There were some great astronomy news stories in 2012, but one really stands out for me as a demonstration of why amateur astronomy can still be “more” than a hobby. Dedicated amateur astronomers can make real contributions to science.
Early on the morning of September 10, Mr. Dan Peterson was observing the planet Jupiter with a 12″ telescope in Texas, and saw a bright flash on one side of the planet. The flash lasted perhaps 1.5 to 2 seconds, and was reported to be very bright. Mr. Peterson posted his observation on an astronomy web forum (http://www.cloudynights.com/ubbthreads/showflat.php/Cat/0/Number/5413921/Main/5413225). A few hours later another amateur, Mr. George Hall, posted a photograph of the flash, confirming the earlier report (http://georgeastro.weebly.com/uploads/1/3/3/4/13344093/jupiterimpact.jpg).
This event – likely the impact of a small, previously unknown comet – into the Solar System’s largest planet – would not have been observed at all unless amateurs had seen it, as was the case. With the large number of planets and other interesting objects in our Solar System (especially comets and asteroids), the professional scientific community and the incredible instrumentation provided by earth-based and space-based telescopes can’t monitor everything all the time. There are no spacecraft in the vicinity of Jupiter, and even if there had been, observing an unpredictable event that lasted 2 seconds would be down to sheer luck even if there was a spacecraft near-by.
Even the world-wide network of amateur astronomers can’t catch everything that happens, of course, but the chances are that transient events will be picked up by an amateur first. This isn’t a new situation. The Association of Planetary and Lunar Observers (yes, they use the acronym A.L.P.O. – http://www.alpo-astronomy.org/) has been organizing, recording, and helping people to share observations on the planets, comets, asteroids, and just about everything else in the solar system, for decades. With 14 different “observing sections” covering everything from meteors to remote planets, A.L.P.O. is a great example of people contributing to new knowledge – true citizen scientists. A.L.P.O. even publishes its own journal, in production since the 1940s. Membership is open to anyone interested, whether or not you are making regular observations. They are international and welcome all interests.
There are several ways in which amateurs are contributing to astronomy around the world right now. In addition to observations of Solar System events and the discovery of comets, some are making detailed measurements of the brightness of individual stars over time, called stellar photometry. Many stars are variable, changing their brightness over time for several different reasons. For example, the American Association of Variable Star Observers (http://www.aavso.org/) links up and supports people making observations of stars that are changing brightness because of their intrinsic physics, or even because of orbiting companion stars (occulting binaries).

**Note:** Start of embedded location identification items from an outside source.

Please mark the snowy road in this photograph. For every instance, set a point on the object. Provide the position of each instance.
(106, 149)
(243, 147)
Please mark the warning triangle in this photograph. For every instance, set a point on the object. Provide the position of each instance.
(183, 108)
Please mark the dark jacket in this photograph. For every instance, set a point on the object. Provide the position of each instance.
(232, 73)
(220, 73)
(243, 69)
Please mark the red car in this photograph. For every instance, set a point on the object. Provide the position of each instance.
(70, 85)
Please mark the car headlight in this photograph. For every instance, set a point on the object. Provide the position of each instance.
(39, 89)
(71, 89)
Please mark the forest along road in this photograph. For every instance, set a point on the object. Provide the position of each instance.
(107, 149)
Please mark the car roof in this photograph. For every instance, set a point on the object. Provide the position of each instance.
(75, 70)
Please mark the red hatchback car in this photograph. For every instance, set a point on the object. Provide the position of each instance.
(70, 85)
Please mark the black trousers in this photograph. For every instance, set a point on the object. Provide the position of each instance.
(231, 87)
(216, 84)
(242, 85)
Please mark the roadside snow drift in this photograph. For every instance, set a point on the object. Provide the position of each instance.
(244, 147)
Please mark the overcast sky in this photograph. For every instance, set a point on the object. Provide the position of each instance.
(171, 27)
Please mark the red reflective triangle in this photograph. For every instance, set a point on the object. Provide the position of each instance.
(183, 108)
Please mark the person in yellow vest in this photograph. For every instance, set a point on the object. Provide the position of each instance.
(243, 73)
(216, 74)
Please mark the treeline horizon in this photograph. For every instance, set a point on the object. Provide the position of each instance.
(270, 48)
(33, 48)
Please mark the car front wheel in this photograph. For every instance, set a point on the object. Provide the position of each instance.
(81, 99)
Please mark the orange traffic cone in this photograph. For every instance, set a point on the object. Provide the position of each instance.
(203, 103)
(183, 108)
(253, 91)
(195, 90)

What’s more, even in today’s light-polluted urban environments, like Southern Ontario, amateur observing programs like these can continue. The moon and the planets out to Saturn, at least, are so bright that useful observations can be made even with the ubiquitous background glow in the sky reducing the contrast of what we can see. Getting involved in a meaningful way in these programs is also not dependent on having large, expensive telescopes. There are observing sections in A.L.P.O. for people observing the sky with nothing more sophisticated than a pair of binoculars, or just their eyes. Knowledge of the sky, patience, and making careful, organized notes are the most important tools any astronomer – amateur or not – brings to the science.